As far as palettes, there are 4 formats my converter supports, two which are supported internally by my grp library and two that the converter adds. The original two supported were .act palettes from Photoshop (also same format as .ppl from WarCraft 2) and the .wpe files from StarCraft. The other formats that the converter supports are RIFF (a binary format) and JASC (a text format), both of which use the .pal extension typically.

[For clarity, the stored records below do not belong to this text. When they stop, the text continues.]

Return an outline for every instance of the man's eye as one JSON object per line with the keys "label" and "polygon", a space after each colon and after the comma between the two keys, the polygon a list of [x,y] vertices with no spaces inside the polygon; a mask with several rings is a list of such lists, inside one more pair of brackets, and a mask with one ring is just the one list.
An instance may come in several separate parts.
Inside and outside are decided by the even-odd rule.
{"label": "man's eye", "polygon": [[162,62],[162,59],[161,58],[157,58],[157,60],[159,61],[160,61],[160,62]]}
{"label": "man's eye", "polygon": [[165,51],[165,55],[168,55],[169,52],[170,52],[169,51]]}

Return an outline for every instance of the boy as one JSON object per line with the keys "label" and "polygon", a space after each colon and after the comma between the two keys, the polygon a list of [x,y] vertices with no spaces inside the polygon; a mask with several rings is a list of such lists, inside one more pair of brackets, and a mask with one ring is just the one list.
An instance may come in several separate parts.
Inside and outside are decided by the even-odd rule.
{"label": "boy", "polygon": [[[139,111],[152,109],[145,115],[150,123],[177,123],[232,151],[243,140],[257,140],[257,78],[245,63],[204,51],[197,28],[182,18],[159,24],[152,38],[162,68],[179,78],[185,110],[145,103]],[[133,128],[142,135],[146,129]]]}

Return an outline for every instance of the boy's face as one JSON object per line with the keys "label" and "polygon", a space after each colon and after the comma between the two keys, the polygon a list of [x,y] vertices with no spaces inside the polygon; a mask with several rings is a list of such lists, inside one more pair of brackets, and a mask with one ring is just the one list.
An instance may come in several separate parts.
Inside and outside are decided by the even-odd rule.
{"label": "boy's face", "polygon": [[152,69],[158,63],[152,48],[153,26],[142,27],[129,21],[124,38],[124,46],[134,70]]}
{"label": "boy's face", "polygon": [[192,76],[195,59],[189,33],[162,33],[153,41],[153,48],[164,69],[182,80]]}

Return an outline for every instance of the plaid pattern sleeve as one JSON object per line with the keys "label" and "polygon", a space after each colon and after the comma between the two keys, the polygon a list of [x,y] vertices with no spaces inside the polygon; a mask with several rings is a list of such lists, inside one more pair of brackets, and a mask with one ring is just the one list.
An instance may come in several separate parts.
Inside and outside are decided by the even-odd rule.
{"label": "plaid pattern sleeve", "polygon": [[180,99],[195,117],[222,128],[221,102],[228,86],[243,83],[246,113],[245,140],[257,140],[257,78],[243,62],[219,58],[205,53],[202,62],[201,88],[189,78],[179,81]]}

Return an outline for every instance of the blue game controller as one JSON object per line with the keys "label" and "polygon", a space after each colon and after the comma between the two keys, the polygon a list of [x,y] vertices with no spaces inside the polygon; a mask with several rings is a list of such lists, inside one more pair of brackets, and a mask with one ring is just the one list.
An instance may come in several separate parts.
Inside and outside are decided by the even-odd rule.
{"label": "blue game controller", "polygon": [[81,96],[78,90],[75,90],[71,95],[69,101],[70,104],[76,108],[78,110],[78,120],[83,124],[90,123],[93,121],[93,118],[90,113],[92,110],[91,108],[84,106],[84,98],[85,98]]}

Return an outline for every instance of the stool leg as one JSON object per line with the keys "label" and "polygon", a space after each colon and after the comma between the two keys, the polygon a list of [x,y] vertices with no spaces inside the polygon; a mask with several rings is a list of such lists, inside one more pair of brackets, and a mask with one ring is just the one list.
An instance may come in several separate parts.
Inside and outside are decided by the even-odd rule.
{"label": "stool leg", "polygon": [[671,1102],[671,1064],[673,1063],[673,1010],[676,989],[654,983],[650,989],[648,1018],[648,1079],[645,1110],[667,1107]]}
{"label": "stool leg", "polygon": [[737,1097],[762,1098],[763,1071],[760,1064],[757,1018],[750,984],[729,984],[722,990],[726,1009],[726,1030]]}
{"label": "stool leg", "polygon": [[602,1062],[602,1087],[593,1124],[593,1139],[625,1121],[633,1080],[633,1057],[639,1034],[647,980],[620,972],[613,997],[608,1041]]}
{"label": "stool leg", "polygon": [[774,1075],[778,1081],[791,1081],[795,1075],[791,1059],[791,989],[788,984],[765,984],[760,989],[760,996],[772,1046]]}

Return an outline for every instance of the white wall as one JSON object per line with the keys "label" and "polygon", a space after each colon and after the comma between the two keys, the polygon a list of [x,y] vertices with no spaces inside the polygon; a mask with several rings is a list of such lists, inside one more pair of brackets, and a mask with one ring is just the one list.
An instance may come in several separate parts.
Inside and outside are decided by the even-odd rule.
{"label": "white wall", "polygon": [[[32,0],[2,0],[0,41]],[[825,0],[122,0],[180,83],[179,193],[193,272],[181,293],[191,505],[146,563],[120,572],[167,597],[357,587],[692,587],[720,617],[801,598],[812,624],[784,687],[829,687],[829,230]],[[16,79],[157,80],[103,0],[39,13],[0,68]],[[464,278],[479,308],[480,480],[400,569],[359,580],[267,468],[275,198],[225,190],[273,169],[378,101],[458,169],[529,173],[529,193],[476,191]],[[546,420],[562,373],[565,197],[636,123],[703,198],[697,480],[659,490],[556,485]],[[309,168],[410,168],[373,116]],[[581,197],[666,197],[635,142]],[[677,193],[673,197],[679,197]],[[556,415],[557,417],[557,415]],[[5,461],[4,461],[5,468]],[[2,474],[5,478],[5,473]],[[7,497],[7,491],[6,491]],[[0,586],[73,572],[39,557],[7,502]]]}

When opening a palette, my converter ignores the extension, only looking at the contents to figure out the format. First it checks for RIFF, which starts out with "RIFF" for the first four bytes, then a 4 byte value indicating the size of the file - 8 (excludes the RIFF tag and the size field), then the 4 byte text string "PAL ". There's some more to the format, but that's basically how the program checks for that format. If that was not a match then next it checks for the JASC palette format, which starts with the "JASC-PAL" tag. After this, the converter passes control to the function in my grp library for loading palettes. That code first checks for whether the file is exactly 1024 bytes (256 entries times 4) for the .wpe format that StarCraft uses. This format simply uses a flat array of RGB values stored as 4 bytes each. Lastly, if all other checks failed, it assumes it is a .act/.ppl palette, which is a flat array of RGB values stored as 3 bytes each. Since this is the final fallback format, it accepts any file size, so my converter will actually allow one with less than 256 colors, if this ever occurs.